“Do you see what I’m hearing?” An Evening of Film & Music with Gerry Fialka, Suzy Williams & Brad Kay

“Do you see what I’m hearing?” An Evening of Film & Music with Gerry Fialka, Suzy Williams & Brad Kay
7pm- 10pm, free admission, donations appreciated

7:00pm – Pixelvision: Electronic Folk Art As McLuhan – GERRY FIALKA, director of the 22 year old film festival PXL THIS, presents a fun interactive films screening and workshop on the Fisher Price PXL 2000 toy video camera. Delve deep into the significance of this raw DIY moving image art tool through the percepts of Marshall McLuhan, George Seaurat, Salvador Dali, James Joyce, Marcel Duchamp, John Cage, Frank Zappa  & more. The irresistible irony of PXL is that the camera’s ease-of-use and affordability, which entirely democratizes movie-making, has inspired the creation of some of the most visionary, avant and luminous films of our time.

8:30pm – The Lit Show – SUZY WILLIAMS & BRAD KAY play live jazz & blues in a celebration of song and literature. Suzy and Brad will perform songs based on words by Kurt Vonnegut, Edna St Vincent Millay, J.D. Salinger, Samuel Beckett, Raymond Chandler, Truman Capote, Vladimir Nabokov, Rudyard Kipling and more. Dorothy Parker wrote a song that Billie Holiday sang. Tennessee Williams wrote a song that Marlon Brando sang as a rambling troubadour in The Fugitive Kind. Lonely House was written by Kurt Weill and Langston Hughes. Jack Kerouac & Allen Ginsberg wrote Pull My Daisy with David Amram. You’ve read the book, now hear the song.

SUZY WILLIAMS has played Carnegie Hall with Stormin’ Norman Zamcheck, performed with Pilobolus Dance Company, and has worked with Van Dyke Parks, Buster Poindexter, Marc Shaiman, Nicholas Ray, and Moses Pendleton among many others. Bette Midler, Horace Silver, Roosevelt Sykes, Ann Magnuson, Eubie Blake, Odetta and Hadda Brooks have praised her passionate singing and vibrant energy. One of the best interpreters of Bessie Smith, has been highly praised by seminal blues and jazz critics including Eubie Blake and Chris Albertson (Bessie Smith’s biographer.)
BRAD KAY, composer, pianist and historian, has led bands in Los Angeles since 1965. He has collaborated with Danny Elfman’s Mystic Knights of the Oingo Boingo, jazz pioneer Gerald Wilson, writer Harlan Ellison, director Tim Burton and Suzy & Her Solid Senders. Kay plays cornet and piano with Janet Klein & Her Parlor Boys.

You can learn more on Gerry and Suzy’s website, here.

APPRAISE:

“Gerry Fialka’s Pixelvision: Electronic Folk Art As McLuhan is deeply thoughtful and very well planned.

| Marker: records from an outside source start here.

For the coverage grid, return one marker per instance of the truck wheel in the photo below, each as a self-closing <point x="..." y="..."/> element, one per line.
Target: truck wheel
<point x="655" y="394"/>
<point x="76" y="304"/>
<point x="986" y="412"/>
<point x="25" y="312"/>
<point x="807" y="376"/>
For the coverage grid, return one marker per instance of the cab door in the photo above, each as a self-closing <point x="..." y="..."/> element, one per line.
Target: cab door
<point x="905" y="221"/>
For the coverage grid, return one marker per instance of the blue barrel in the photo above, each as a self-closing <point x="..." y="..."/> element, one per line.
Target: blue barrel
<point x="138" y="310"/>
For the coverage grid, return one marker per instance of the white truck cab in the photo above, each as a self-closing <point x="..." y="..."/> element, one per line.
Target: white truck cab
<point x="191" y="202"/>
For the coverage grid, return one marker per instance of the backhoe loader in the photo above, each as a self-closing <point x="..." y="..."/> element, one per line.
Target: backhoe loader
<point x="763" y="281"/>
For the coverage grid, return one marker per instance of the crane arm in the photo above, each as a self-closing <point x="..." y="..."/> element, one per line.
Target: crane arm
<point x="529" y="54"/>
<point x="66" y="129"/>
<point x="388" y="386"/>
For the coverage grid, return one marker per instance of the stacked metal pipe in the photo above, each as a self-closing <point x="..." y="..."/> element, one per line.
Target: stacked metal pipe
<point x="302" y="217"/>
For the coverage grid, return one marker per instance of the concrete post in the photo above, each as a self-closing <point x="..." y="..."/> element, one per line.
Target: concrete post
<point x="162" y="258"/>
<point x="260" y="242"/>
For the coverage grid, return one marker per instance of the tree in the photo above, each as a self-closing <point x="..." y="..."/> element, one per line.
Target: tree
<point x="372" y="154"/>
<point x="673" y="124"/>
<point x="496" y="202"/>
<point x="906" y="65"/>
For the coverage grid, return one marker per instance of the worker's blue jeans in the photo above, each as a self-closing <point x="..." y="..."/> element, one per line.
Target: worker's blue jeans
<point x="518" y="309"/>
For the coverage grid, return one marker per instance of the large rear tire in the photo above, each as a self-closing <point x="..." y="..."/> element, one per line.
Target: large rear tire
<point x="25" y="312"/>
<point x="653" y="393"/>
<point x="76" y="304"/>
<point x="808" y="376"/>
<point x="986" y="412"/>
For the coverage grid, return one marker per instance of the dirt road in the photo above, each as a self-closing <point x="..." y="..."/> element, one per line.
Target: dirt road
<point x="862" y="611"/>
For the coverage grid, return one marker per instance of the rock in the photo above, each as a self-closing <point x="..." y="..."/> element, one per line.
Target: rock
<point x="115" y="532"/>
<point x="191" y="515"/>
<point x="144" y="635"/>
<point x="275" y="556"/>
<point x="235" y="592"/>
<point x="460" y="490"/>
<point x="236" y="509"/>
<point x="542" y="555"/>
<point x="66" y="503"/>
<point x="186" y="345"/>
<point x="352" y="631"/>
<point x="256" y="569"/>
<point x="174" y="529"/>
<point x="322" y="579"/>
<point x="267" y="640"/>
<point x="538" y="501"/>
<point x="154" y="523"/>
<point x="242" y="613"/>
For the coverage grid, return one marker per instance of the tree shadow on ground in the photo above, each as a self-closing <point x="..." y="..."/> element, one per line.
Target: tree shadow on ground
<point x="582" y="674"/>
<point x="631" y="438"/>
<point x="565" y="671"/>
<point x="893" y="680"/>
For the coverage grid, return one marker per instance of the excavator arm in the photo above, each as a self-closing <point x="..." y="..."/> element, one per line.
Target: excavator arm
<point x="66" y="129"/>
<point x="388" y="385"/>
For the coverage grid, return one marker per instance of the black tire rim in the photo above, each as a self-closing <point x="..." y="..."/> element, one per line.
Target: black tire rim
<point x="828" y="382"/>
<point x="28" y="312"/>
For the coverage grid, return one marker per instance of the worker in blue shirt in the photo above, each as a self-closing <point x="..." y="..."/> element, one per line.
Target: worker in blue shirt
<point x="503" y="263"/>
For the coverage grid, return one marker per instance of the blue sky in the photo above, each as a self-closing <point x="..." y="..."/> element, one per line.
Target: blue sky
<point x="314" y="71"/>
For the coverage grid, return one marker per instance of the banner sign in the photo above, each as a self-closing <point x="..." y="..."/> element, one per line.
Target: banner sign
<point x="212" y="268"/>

This presentation offered an enormous range of ideas and references. His ideas are well integrated and clearly stimulated critical thinking in new ways. I especially appreciate the way he involved the all forty plus students, something rarely achieved in the course of a full semester let alone during one evening. His selection of video pieces is expertly planned, both in terms of variety and in its length within the context of the larger presentation. The evening succeeded in being both a primer on the value and history of Pixelvision but also positioned it within a philosophical framework that gives it far more meaning than the work could have had on its own.” – Steve Anker, Dean of Film and Video, California Institute of the Arts (Cal Arts).

“Suzy’s voice is vibrant and lusty…great gusto and bold emotion.” – Nat Hentoff.

“Williams’ energy must be seen to be believed…a natural performer.” – Robert Palmer, New York Times.

“Williams is an enormously amusing, endearing presence…with tough, belting authority.” – John Rockwell, New York Times.

“Suzy Williams and Brad Kay teach old standards (Billie Holiday, Duke Ellington, Bessie Smith, Fats Waller) new tricks, but it’s their originals that will bring you back for more.” – Jazz critic Rex Butters

“No one I have ever met is more dedicated to music than the great pianist Brad Kay…he is ever searching for infinite harmonic variations, love and a soulful sense of humor in his music.” – George Winston.